Témoignage de Maryline, qui a porté secours à deux petites victimes

Lecture 14 minute(s)

Photo : Claire Castelar

Maryline, 41 ans, est assistance maternelle et gendarme réserviste à Annecy. Ce jeudi 8 juin, entre 9h30 et 9h45, elle se rendait à l’aire de jeux située sur le célèbre Pâquier, à proximité du pont des Amours. C’est à bord de son vélo cargo, avec les trois enfants dont elle avait la garde, que Maryline a entendu des cris de panique puis aperçu l’assaillant, couteau à la main, face à une dame se débattant de toutes ses forces. Après avoir appelé les secours, éloigné les personnes présentes du lieu de l’attaque et porté assistance à Yusuf, un homme de 78 ans qui a reçu un coup de couteau sous ses yeux, Maryline a attendu l’arrivée de la police, tout en gardant une distance de sécurité pour protéger ses trois petits et en ne lâchant pas du regard l’assaillant. Une fois les forces de l’ordre sur place, elle s’est dirigée vers l’aire de jeux avec une seule idée en tête : porter secours aux potentielles victimes.
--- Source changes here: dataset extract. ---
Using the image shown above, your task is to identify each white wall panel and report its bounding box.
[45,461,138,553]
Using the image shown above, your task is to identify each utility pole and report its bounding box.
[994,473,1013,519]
Cette mère de deux enfants de 15 et 17 ans, pleine de force de vie, de sensibilité et d’humilité, refuse d’être qualifiée d’héroïne.

Comment vous êtes-vous retrouvée sur le lieu du drame ?

«Ce matin-là, j’avais prévu d’aller à plage avec les trois petits que je garde, âgés de deux et trois ans, et de m’arrêter d’abord au parc. J’aime bien cet endroit, petit et sécurisé, qui permet d’avoir une vue sur tous les enfants à la fois pendant qu’ils jouent. Sur le chemin, il devait être aux alentours de 9h30, j’ai réalisé que je leur avais promis des croissants, alors j’ai cherché une boulangerie, ce qui a repoussé notre arrivée au parc d’une quinzaine de minutes. Nous sommes arrivés sur le Pâquier vers 9h45, à l’heure où l’assaillant était déjà dans l’aire de jeux. C’est terrible de se dire que des croissants nous ont peut-être sauvé la vie.»

Comment se sont passés vos premiers instants sur place ?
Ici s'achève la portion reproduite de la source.